User requests transfer to a human agent; agent-llm returns transfer_marker

User says “transfer to agent” (in voice)

The utterance is captured and sent through the same pipeline (STT → agent-llm). LangGraph detects transfer intent and the LLM returns a response with transfer_marker.

Agent LLM → Voice Gateway: response + transfer_marker

Agent-llm-service returns the reply and transfer_marker. Voice gateway can then trigger the Twilio transfer flow (Phase 4).

Phase 4: Twilio Transfer Flow

Voice-gateway calls Twilio to bridge the call to FusionPBX; agent dashboard (JsSIP) receives the call

Voice Gateway → Twilio API: transfer_bridge

Voice gateway (or Twilio webhook flow) calls the transfer-bridge endpoint so Twilio places a SIP call to FusionPBX (e.g. sip:2001@FREEPBX_DOMAIN;transport=udp).

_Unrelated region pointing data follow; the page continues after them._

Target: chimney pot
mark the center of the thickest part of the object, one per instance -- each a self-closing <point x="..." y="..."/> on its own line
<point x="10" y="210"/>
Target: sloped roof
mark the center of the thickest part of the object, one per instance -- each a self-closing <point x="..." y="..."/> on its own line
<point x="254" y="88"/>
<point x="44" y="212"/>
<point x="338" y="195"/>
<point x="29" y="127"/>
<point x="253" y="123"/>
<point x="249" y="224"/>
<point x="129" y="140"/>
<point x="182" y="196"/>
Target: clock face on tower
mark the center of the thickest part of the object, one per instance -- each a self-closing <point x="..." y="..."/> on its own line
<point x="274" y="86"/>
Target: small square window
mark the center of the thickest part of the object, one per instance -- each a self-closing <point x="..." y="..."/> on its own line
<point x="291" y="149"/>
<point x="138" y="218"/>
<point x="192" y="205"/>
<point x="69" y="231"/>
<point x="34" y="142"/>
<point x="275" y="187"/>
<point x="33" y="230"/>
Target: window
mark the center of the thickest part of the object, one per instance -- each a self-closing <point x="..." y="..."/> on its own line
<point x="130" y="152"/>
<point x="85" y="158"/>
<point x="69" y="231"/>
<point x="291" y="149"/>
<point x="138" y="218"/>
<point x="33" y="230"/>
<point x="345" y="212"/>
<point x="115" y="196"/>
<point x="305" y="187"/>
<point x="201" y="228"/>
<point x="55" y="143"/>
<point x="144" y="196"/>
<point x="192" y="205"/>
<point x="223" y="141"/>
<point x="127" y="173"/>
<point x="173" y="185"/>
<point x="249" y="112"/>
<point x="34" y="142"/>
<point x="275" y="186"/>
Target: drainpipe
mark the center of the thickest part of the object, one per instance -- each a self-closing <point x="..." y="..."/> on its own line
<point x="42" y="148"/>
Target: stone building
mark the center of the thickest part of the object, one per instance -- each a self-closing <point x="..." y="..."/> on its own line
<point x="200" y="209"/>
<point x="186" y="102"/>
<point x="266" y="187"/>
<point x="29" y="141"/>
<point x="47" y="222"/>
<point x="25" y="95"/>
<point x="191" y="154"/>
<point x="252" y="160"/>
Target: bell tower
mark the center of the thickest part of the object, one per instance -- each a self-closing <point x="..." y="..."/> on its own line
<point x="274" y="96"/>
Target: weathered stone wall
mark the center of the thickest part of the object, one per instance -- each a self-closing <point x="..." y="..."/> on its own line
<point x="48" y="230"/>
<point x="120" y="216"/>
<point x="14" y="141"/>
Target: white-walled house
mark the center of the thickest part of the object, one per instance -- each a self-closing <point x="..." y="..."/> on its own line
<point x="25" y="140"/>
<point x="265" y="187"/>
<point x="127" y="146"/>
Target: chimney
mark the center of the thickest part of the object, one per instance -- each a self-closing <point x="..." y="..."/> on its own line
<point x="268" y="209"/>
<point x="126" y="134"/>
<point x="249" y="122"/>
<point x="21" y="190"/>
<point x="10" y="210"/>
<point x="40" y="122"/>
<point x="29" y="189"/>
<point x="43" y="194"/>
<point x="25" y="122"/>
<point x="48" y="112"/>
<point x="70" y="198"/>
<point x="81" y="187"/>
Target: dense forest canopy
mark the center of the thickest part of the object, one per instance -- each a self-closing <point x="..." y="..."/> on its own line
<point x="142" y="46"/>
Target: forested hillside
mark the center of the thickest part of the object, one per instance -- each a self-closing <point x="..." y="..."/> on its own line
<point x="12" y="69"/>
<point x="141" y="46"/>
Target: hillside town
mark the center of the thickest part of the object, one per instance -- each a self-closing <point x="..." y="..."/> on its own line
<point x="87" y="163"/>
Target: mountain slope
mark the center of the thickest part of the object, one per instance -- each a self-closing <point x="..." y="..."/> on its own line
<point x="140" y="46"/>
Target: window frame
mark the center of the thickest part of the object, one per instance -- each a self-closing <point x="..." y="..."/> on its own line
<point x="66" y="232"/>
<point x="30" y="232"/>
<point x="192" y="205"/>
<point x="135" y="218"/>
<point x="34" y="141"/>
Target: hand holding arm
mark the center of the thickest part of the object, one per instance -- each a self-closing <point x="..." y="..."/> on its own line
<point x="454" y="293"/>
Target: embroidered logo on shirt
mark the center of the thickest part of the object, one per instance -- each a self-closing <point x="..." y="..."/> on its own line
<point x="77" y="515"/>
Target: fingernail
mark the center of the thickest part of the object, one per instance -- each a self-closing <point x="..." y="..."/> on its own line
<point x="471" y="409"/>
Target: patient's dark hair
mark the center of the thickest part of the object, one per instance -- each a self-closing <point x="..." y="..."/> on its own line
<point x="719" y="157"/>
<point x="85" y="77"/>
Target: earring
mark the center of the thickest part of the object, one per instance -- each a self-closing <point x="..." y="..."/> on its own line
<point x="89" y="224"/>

Twilio → FusionPBX: SIP INVITE (e.g. extension 2001)

Twilio sends SIP INVITE to FusionPBX. FusionPBX rings the target extension (e.g. 2001).

FusionPBX → Agent Dashboard (JsSIP): Incoming call

The agent dashboard at /call-center uses a JsSIP client registered with FusionPBX over WSS. It receives the incoming call and can show user info (e.g. from PostgreSQL) and answer/hangup controls.

Agent answers → Twilio bridges audio

When the agent answers, Twilio bridges the user leg and the SIP leg. Live conversation continues between the user and the human agent.

—

Alternative: Reject / Timeout

If the agent rejects or the call times out, FusionPBX/Twilio report failure. Voice gateway can send a transfer-failed message to the browser so the user sees an error state.

Key Sequence Points

Authentication

PIN is validated by voice-gateway against PostgreSQL users_anthropic.voice_pin (when DB_URI is set) or VOICE_PIN env. Session state is in-memory per WebSocket.

Voice Pipeline

Browser sends audio over WebSocket. Voice-gateway runs batch STT (Deepgram) → HTTP POST to agent-llm-service → TTS (Deepgram), then sends transcript_final, agent_final, and audio_chunk back. No LiveKit on GCP.

AI & Tools

Agent-llm-service runs LangGraph, multi-LLM (Claude, Gemini, OpenAI), and MCP tools (todo, mortgage, healthcare, hanok reservations). Intent routing selects the domain agent. Agent Monitor UI is served by call-center-service at /agent-monitor.

Transfer

When the user requests transfer, agent-llm returns transfer_marker. Voice-gateway triggers Twilio to bridge to FusionPBX; the agent dashboard (JsSIP at /call-center) receives the call.